Hmmm. That sounds awfully familiar.
Apple has been in this situation before. Most consumers didn’t care about computer tablets before Apple released the iPad, nor did they generally think about buying smartphones before the release of the iPhone. In both cases, the company overcame initial skepticism.
With a product that people could not wait to use, and loved so much they wait in line to buy the latest. Here’s where Chen’s so-called analysis goes off the tracks.
Three employees briefed on the project agreed to speak on the condition of anonymity.
Brief? So, the sources were not firsthand, and probably not secondhand. It’s probably a good thing they’re anonymous (anonymous could be defined as imaginary).
When Apple releases its watch in April, it will enter a market already flooded with smartwatches running Android Wear, a version of Google’s Android software system tailored for wearable computers… The results so far for Android smartwatches have been disappointing. About 720,000 smartwatches with Android Wear were shipped in 2014.
Wait a minute. ‘Flooded?‘ And ‘disappointing?‘ Which is it? Chen said the first batches didn’t sell well, and most estimates agree. So where does ‘flooded’ come from? Probably from one of those imaginary thirdhand sources.
But it is unlikely to be a game-changer for Apple, at least anytime soon. Toni Sacconaghi, a financial analyst for Sanford C. Bernstein research, thinks the watch will make only a modest contribution to Apple’s bottom line this year. He predicts that Apple will ship 7.5 million watches in the second half of Apple’s fiscal year.
That is peanuts compared with the tens of millions of iPhones that fly off the shelves every quarter.
Since Watch needs an iPhone to be fully functional, no one with an ounce of brainpower should expect numbers like those for iPhone (currently; first year, maybe) or iPad (fastest new tech product success ever; even topping iPhone).
App developer David Barnard is both bullish and skeptical about Apple Watch.
I really wonder exactly how I’m going to use it and how often I’m going to use it.
Which, by the way, implies actually using it. Therein lies part of what makes Apple products special. If Apple Watch is a worthy device and integrates well within Apple’s ecosystem, people will use it, love it, and spread the word. That will bring more iPhone customers to the stores to check it out, buy it, use it, love, and spread the word, which, in turn will sell more Apple Watch models, rinse, repeat.
Every one of Apple’s success stories has started the same way. Critics howled ‘It will fail.’ Few Apple products failed, and fewer in the 21st century. Mac, iPod, iTunes Music Store, Apple Stores, switch to Intel, iPhone, iPad, and so on.

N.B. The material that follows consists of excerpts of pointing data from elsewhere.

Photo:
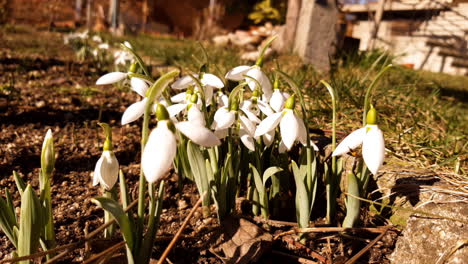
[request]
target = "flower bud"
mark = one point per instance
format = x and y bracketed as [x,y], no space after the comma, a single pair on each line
[290,102]
[371,118]
[48,153]
[132,68]
[161,112]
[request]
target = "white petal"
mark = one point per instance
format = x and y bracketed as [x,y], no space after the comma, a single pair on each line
[237,74]
[247,139]
[198,134]
[224,118]
[277,101]
[110,78]
[268,124]
[289,128]
[159,152]
[256,74]
[212,80]
[109,170]
[184,82]
[269,138]
[350,142]
[195,116]
[178,98]
[134,111]
[222,133]
[97,172]
[175,109]
[139,86]
[247,125]
[303,133]
[373,148]
[252,116]
[282,147]
[208,94]
[265,108]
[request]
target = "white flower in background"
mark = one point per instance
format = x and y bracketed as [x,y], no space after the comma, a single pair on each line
[97,39]
[292,127]
[104,46]
[160,150]
[372,140]
[255,72]
[209,82]
[278,99]
[225,119]
[106,171]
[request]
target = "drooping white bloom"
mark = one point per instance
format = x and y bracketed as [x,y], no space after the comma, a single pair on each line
[292,127]
[372,140]
[278,99]
[160,150]
[255,72]
[225,119]
[106,171]
[209,82]
[373,146]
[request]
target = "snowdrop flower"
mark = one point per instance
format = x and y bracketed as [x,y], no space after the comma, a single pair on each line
[226,118]
[107,168]
[372,140]
[255,72]
[209,82]
[254,106]
[160,150]
[292,127]
[193,111]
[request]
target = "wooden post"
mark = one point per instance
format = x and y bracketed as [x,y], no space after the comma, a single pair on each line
[375,27]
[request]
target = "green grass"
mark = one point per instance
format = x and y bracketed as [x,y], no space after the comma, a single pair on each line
[423,115]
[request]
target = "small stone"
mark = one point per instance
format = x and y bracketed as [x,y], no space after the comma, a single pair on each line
[40,104]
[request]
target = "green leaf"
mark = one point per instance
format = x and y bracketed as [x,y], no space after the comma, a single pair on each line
[270,172]
[7,221]
[20,184]
[352,204]
[120,216]
[31,223]
[198,168]
[302,198]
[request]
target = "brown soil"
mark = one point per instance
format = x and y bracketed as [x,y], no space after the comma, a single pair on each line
[53,92]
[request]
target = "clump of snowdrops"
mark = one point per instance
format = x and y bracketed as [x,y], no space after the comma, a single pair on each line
[228,134]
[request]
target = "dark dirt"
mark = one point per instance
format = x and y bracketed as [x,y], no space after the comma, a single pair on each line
[57,92]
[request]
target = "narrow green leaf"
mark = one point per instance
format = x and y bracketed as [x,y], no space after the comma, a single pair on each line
[302,198]
[352,204]
[20,184]
[120,216]
[31,223]
[270,172]
[124,194]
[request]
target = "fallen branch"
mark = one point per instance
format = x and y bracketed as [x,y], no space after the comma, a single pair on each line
[179,232]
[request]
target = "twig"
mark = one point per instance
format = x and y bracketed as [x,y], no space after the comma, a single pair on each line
[179,232]
[330,229]
[451,250]
[105,252]
[67,247]
[298,259]
[408,210]
[366,248]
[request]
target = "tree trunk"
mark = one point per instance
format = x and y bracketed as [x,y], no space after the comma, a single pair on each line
[316,37]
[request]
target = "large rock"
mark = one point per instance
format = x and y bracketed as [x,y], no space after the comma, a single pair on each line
[430,240]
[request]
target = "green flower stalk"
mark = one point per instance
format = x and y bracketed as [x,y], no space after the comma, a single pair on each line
[45,178]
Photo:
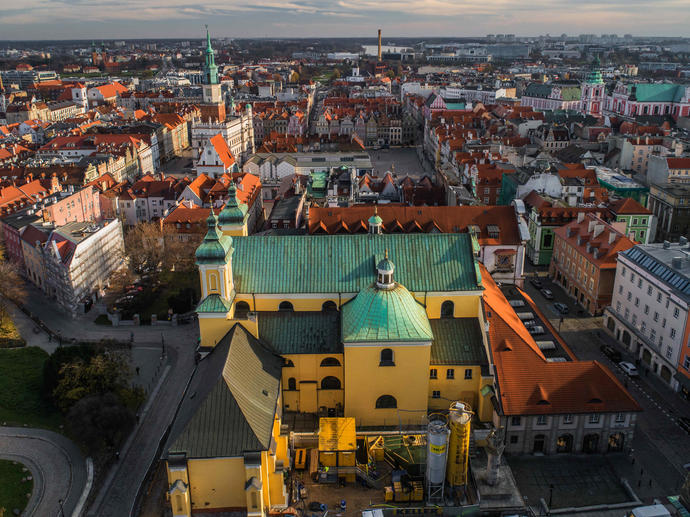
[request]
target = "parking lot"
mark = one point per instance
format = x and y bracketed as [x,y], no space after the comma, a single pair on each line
[400,160]
[660,445]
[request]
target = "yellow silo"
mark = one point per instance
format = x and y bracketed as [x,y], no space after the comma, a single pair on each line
[460,415]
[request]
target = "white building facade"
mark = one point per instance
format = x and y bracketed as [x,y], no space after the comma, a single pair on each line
[649,308]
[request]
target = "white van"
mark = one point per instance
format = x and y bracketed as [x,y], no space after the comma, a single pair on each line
[655,510]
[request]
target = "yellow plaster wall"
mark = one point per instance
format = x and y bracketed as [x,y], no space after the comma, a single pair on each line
[459,388]
[212,330]
[366,381]
[218,482]
[465,306]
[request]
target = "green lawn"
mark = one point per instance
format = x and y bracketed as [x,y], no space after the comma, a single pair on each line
[9,335]
[21,382]
[12,489]
[171,284]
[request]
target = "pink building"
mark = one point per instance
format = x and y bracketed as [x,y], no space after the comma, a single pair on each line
[82,206]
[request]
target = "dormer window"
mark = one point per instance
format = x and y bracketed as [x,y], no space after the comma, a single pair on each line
[384,270]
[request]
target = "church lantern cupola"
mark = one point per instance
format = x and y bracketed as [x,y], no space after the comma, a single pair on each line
[384,270]
[375,222]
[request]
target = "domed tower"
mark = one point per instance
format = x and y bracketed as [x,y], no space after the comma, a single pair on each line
[211,86]
[386,337]
[232,220]
[213,257]
[593,90]
[384,273]
[375,222]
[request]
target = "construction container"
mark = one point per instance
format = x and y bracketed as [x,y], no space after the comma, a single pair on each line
[300,459]
[460,416]
[338,446]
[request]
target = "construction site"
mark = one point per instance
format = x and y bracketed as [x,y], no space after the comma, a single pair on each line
[437,470]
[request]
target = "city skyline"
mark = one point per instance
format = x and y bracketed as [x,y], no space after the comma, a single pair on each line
[59,19]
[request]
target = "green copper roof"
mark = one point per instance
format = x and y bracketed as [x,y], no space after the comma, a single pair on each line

With a company that has that kind of track record of success I’m willing to wait to see how it can make my technology life better; Apple Pay with a flick of the wrist. Alerts, alarms, notifications, email, texts, reminders. And, ways to control various apps without digging the iPhone out of bag, pocket, or purse.
Plus, it’s a fashion statement, tells time, and everyone who sees one will want to look, touch, and ask about it. What’s not to like? Isn’t that much like how the world took to the iPod, iPhone, and iPad?